The customarily perfunctory presentation of feminism ignores the fact that a major shift in sex relations (let alone transformations so rapid and revolutionary as those industrialism has caused in the West) necessarily produces severe cultural trauma. What touches on conventions of manliness and womanliness risks intruding on the most sensitive human situations of all personal relationships between men and women. Although the women's rights movement therefore had nearly universal ramifications, most historians have treated it as a relatively minor, circumscribed phenomenon.

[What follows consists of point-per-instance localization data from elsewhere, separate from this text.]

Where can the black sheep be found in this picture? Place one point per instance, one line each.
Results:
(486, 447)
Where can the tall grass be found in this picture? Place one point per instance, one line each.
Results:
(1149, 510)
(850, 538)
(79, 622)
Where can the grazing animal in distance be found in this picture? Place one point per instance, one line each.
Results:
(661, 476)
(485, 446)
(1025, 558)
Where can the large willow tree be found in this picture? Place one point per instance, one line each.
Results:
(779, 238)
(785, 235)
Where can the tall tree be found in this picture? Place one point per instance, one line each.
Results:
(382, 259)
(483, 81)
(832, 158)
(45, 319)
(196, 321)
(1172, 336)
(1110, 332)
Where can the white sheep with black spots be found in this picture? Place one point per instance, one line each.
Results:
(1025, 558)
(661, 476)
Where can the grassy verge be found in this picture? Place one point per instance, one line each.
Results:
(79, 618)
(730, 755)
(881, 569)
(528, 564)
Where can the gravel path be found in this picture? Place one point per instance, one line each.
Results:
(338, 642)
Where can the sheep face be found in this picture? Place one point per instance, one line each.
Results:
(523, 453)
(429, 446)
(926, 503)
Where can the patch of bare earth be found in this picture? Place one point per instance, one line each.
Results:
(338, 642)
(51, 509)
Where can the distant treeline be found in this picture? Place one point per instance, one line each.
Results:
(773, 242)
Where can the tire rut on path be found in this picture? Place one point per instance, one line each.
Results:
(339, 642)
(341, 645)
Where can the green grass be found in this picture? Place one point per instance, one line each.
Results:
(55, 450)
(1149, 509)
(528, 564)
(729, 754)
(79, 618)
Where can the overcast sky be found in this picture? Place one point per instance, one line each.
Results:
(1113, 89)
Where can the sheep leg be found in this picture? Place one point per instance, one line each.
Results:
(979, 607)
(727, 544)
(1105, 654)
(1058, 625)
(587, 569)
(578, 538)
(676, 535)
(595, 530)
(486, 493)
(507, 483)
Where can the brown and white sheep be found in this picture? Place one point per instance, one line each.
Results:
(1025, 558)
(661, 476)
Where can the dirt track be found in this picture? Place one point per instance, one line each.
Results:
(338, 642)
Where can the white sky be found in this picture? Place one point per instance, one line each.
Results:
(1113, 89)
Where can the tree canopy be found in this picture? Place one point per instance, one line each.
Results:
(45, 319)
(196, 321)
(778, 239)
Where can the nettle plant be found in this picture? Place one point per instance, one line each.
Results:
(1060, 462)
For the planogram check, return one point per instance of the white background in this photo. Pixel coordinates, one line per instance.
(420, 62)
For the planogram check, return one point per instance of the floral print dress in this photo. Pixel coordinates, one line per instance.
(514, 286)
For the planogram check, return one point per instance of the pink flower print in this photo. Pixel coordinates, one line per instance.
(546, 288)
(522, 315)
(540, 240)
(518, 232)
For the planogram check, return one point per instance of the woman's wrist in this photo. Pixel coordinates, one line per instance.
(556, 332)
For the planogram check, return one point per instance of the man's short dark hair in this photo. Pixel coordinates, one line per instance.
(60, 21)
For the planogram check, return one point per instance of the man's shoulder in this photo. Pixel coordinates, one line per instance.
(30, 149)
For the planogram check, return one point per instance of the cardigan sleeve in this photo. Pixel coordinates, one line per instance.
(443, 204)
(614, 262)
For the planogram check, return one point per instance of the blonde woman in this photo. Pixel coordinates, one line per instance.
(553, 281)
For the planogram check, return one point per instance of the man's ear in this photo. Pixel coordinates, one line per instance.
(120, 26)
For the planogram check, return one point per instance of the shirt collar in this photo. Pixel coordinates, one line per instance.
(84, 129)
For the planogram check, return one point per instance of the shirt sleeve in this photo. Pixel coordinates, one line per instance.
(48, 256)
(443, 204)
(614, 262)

Surely, it should be easy to see that by the late nineteenth century—in the wake of at least two generations of feminist organization and crusading—this supposedly marginal curiosity, called by its unperceptive opponents the woman problem had become an earth-shaking debate of the Western world, fully as serious as contemporaneous class or national conflicts. After all, the world's largest oppressed minority was threatening mutiny—something no thinking person could ignore. None did. Even where feminist activity was minor or nonexistent, it nevertheless provoked deep concern and much discussion. Tolstoi, for example, in a Russia nearly untouched by feminism, was as worried about keeping women in their place as was Britain's William Gladstone. The woman problem was argued, shouted, and agonized about endlessly. By the final decades of the century, it permeated everything. It is difficult to find any major cultural figures of the period who did not passionately address the subject of the rights of women. As for lesser figures, the quantity of writings produced by now-forgotten feminists and antifeminists surely outweighs the material on any other modern social issue. For some—thinkers of the caliber of Nietzsche, Ibsen, Shaw—the debate over sexual roles became an ever-recurring theme in their work, if not an obsession.